The QUANTREG Procedure

Quantile Regression as an Optimization Problem

The model for linear quantile regression is

\[  \mb{y} = \bA ^{\prime }\bbeta + \bepsilon  \]

where $\mb{y}=(y_1,\ldots ,y_ n)^{\prime }$ is the $(n \times 1)$ vector of responses, $\bA ^{\prime }=(\mb{x}_1,\ldots ,\mb{x}_ n)^{\prime }$ is the $(n \times p)$ regressor matrix, $\bbeta = (\beta _1,\ldots ,\beta _ p)^{\prime }$ is the $(p \times 1)$ vector of unknown parameters, and $\bepsilon = (\epsilon _1,\ldots ,\epsilon _ n)^{\prime }$ is the $(n \times 1)$ vector of unknown errors.

$L_1$ regression, also known as median regression, is a natural extension of the sample median when the response is conditioned on the covariates. In $L_1$ regression, the least absolute residuals estimate ${\hat\bbeta }_{\mathit{LAR}}$, referred to as the $L_1$-norm estimate, is obtained as the solution of the following minimization problem:

\[  \min _{\bbeta \in \mb{R}^ p} \sum _{i=1}^ n | y_ i - \mb{x}_ i^{\prime }\bbeta |  \]

More generally, for quantile regression Koenker and Bassett (1978) defined the $\tau $ regression quantile, $0<\tau <1$, as any solution to the following minimization problem:

\[  \min _{\bbeta \in \mb{R}^ p} \left[\sum _{i\in \{ i: y_ i\geq \mb{x}_ i^{\prime }\bbeta \} } \tau |y_ i-\mb{x}_ i^{\prime }\bbeta | + \sum _{i\in \{ i: y_ i< \mb{x}_ i^{\prime }\bbeta \} } (1-\tau ) |y_ i-\mb{x}_ i^{\prime }\bbeta |\right]  \]

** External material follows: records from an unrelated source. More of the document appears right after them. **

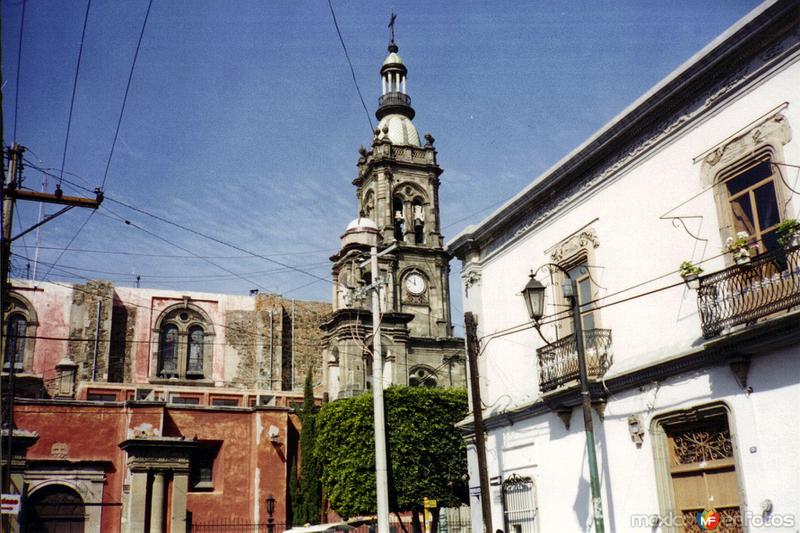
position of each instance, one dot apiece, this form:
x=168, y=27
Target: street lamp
x=270, y=511
x=533, y=293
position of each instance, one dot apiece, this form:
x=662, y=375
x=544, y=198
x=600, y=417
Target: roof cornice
x=701, y=80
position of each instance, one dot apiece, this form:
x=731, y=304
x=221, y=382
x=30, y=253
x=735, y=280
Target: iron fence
x=558, y=362
x=238, y=525
x=742, y=294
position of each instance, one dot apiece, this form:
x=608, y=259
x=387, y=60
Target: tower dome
x=394, y=100
x=360, y=231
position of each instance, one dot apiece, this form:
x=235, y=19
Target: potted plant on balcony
x=690, y=274
x=738, y=247
x=789, y=233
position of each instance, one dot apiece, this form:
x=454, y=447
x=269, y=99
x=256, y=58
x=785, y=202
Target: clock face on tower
x=415, y=284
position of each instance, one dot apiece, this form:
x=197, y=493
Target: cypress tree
x=310, y=507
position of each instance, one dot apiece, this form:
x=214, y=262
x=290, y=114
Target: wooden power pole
x=11, y=192
x=471, y=325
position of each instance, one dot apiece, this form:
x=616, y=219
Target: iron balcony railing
x=558, y=362
x=394, y=99
x=742, y=294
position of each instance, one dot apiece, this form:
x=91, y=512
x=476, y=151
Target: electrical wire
x=75, y=236
x=19, y=66
x=199, y=234
x=148, y=308
x=167, y=241
x=352, y=70
x=201, y=277
x=74, y=88
x=178, y=256
x=127, y=88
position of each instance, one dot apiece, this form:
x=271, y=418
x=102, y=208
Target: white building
x=694, y=390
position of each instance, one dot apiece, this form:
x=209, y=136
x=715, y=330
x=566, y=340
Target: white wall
x=635, y=246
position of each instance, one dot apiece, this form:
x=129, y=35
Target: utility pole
x=471, y=326
x=586, y=405
x=11, y=192
x=381, y=469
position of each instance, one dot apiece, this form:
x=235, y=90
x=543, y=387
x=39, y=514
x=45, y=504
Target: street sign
x=10, y=503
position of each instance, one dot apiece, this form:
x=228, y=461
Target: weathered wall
x=249, y=337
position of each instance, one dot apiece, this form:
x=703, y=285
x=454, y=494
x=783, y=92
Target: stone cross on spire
x=392, y=20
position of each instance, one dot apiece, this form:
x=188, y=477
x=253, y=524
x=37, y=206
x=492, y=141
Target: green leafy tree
x=308, y=507
x=427, y=456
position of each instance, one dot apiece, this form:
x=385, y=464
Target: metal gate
x=519, y=505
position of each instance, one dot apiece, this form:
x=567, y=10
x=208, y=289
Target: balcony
x=394, y=102
x=394, y=99
x=558, y=362
x=743, y=294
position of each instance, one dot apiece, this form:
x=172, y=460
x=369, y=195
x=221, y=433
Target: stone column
x=177, y=518
x=157, y=504
x=137, y=502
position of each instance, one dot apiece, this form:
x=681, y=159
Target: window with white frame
x=752, y=189
x=19, y=333
x=183, y=345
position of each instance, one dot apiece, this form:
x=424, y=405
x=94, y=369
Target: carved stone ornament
x=59, y=450
x=773, y=130
x=470, y=278
x=584, y=240
x=143, y=430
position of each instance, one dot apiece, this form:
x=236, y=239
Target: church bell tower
x=397, y=191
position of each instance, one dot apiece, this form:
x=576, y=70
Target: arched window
x=16, y=328
x=422, y=376
x=399, y=216
x=184, y=343
x=54, y=508
x=419, y=221
x=19, y=332
x=168, y=351
x=195, y=352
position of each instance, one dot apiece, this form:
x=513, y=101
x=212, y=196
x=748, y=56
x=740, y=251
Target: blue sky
x=243, y=123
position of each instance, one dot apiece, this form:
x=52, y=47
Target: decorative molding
x=647, y=139
x=773, y=130
x=584, y=240
x=59, y=450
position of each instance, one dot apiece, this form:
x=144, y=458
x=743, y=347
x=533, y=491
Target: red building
x=139, y=410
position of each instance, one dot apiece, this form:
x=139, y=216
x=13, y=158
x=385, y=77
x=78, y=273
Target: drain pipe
x=96, y=343
x=292, y=387
x=271, y=355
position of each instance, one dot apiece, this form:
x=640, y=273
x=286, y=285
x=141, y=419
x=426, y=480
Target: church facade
x=397, y=189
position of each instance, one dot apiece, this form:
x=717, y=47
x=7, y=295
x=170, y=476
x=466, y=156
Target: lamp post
x=533, y=293
x=270, y=511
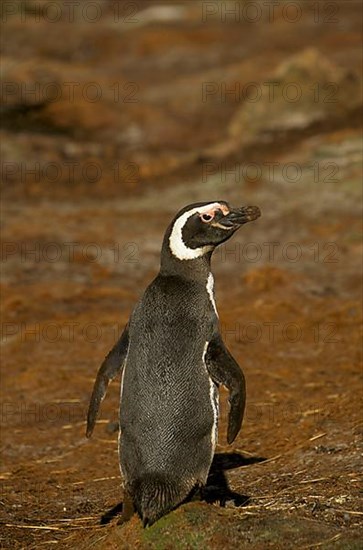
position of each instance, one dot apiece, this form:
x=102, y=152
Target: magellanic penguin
x=172, y=359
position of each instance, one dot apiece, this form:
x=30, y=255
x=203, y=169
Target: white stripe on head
x=176, y=242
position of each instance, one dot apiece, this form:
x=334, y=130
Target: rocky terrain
x=114, y=116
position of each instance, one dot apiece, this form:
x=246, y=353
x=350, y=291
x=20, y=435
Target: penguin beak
x=239, y=216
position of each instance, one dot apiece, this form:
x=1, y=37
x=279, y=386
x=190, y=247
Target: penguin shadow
x=216, y=488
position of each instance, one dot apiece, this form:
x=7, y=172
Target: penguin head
x=198, y=228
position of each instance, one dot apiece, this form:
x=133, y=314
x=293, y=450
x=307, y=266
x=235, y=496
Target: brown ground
x=294, y=325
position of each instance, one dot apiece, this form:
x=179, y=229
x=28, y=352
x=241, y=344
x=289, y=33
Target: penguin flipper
x=111, y=366
x=223, y=369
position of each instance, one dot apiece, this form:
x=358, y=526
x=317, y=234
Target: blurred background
x=116, y=114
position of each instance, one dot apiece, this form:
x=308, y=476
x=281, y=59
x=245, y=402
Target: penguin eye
x=207, y=218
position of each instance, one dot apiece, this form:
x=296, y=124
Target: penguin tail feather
x=155, y=495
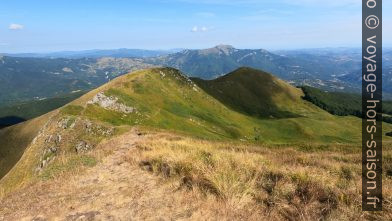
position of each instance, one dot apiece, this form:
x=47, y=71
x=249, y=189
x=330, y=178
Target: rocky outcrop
x=110, y=103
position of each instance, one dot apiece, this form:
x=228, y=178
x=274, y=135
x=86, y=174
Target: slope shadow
x=10, y=120
x=248, y=91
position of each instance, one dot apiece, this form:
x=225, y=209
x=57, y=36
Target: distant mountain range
x=116, y=53
x=39, y=76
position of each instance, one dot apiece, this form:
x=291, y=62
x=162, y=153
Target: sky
x=58, y=25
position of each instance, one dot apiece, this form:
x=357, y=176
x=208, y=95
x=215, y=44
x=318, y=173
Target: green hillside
x=164, y=99
x=31, y=109
x=341, y=104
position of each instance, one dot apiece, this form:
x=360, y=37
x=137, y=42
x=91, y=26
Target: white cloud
x=201, y=29
x=16, y=27
x=205, y=14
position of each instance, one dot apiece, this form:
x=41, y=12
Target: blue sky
x=54, y=25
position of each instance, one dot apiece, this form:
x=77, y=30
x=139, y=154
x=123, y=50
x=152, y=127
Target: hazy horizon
x=51, y=26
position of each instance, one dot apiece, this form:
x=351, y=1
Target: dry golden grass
x=285, y=183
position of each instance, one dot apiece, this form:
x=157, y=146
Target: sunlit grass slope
x=266, y=109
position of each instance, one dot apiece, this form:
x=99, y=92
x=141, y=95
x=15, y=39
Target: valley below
x=156, y=145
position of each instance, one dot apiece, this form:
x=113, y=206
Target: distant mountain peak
x=223, y=47
x=219, y=49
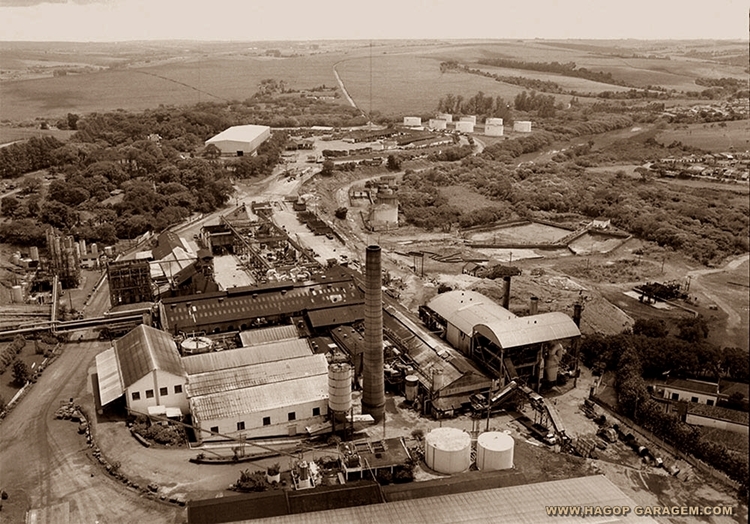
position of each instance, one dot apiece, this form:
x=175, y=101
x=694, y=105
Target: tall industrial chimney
x=506, y=296
x=373, y=395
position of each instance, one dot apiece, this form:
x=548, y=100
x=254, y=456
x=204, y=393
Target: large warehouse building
x=502, y=343
x=240, y=140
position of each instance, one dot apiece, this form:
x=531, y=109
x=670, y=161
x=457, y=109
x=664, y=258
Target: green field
x=711, y=137
x=406, y=75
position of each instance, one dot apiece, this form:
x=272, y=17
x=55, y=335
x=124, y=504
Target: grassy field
x=711, y=137
x=12, y=134
x=406, y=75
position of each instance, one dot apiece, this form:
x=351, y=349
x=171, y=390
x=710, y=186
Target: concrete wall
x=280, y=425
x=153, y=383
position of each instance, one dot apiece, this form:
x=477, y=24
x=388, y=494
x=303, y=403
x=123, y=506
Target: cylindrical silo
x=448, y=450
x=339, y=387
x=411, y=386
x=495, y=451
x=437, y=379
x=373, y=380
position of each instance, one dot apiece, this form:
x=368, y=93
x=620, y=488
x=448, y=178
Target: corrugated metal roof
x=145, y=349
x=250, y=376
x=466, y=309
x=525, y=504
x=257, y=337
x=108, y=376
x=336, y=316
x=234, y=358
x=245, y=133
x=241, y=305
x=522, y=331
x=259, y=398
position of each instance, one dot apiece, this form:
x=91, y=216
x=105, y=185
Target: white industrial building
x=438, y=124
x=462, y=310
x=268, y=399
x=240, y=140
x=145, y=366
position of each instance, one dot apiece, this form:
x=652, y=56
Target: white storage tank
x=495, y=451
x=448, y=450
x=195, y=345
x=340, y=387
x=522, y=126
x=465, y=127
x=436, y=123
x=494, y=129
x=411, y=386
x=16, y=294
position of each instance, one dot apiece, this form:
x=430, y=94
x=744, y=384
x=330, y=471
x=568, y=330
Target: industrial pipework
x=373, y=380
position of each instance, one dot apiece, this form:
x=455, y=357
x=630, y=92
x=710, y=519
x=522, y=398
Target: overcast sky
x=118, y=20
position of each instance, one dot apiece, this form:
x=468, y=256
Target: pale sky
x=248, y=20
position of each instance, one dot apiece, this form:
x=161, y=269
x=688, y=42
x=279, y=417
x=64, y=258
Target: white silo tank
x=495, y=451
x=448, y=450
x=411, y=386
x=340, y=387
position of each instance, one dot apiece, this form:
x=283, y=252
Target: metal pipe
x=373, y=394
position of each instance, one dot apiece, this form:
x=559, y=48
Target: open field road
x=48, y=468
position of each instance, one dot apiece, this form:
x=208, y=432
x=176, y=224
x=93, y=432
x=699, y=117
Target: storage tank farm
x=373, y=379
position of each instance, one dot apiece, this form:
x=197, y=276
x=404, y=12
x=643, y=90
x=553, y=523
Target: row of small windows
x=291, y=416
x=163, y=392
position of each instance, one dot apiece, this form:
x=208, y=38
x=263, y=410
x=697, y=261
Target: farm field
x=403, y=84
x=711, y=137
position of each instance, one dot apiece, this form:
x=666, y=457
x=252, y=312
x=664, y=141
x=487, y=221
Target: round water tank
x=340, y=387
x=16, y=294
x=194, y=345
x=448, y=450
x=494, y=451
x=411, y=385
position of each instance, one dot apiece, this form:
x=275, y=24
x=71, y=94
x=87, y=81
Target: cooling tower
x=373, y=394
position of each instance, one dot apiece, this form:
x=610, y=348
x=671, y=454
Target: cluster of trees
x=544, y=105
x=567, y=69
x=24, y=157
x=480, y=105
x=635, y=356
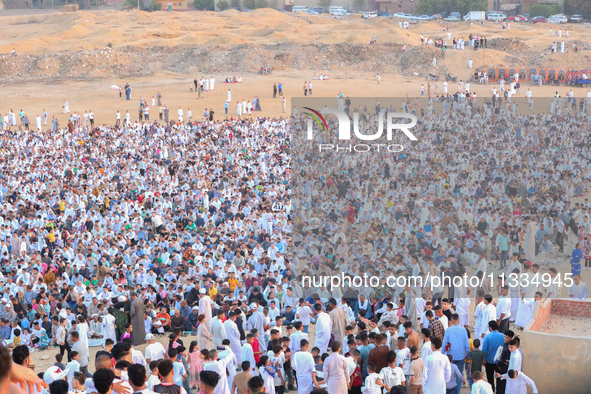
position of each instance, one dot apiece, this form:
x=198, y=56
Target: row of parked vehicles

The solution is denoted as $\hat{\bbeta }(\tau )$, and the $L_1$-norm estimate corresponds to $\hat{\bbeta }(1\slash 2)$. The $\tau $ regression quantile is an extension of the $\tau $ sample quantile $\hat\xi (\tau )$, which can be formulated as the solution of

\[  \min _{\xi \in \mb{R}} \left[ \sum _{i\in \{ i: y_ i\geq \xi \} } \tau |y_ i-\xi | + \sum _{i\in \{ i: y_ i< \xi \} } (1-\tau ) |y_ i-\xi | \right]  \]

If you specify weights $w_ i, i=1,\ldots ,n$, with the WEIGHT statement, weighted quantile regression is carried out by solving

\[  \min _{\bbeta _ w \in \mb{R}^ p} \left[\sum _{i\in \{ i: y_ i\geq \mb{x}_ i^{\prime }\bbeta _ w\} } w_ i \tau |y_ i-\mb{x}_ i^{\prime }\bbeta _ w| + \sum _{i\in \{ i: y_ i< \mb{x}_ i^{\prime }\bbeta _ w\} } w_ i (1-\tau ) |y_ i-\mb{x}_ i^{\prime }\bbeta _ w|\right]  \]

Weighted regression quantiles $\bbeta _ w$ can be used for L-estimation (Koenker and Zhao, 1994).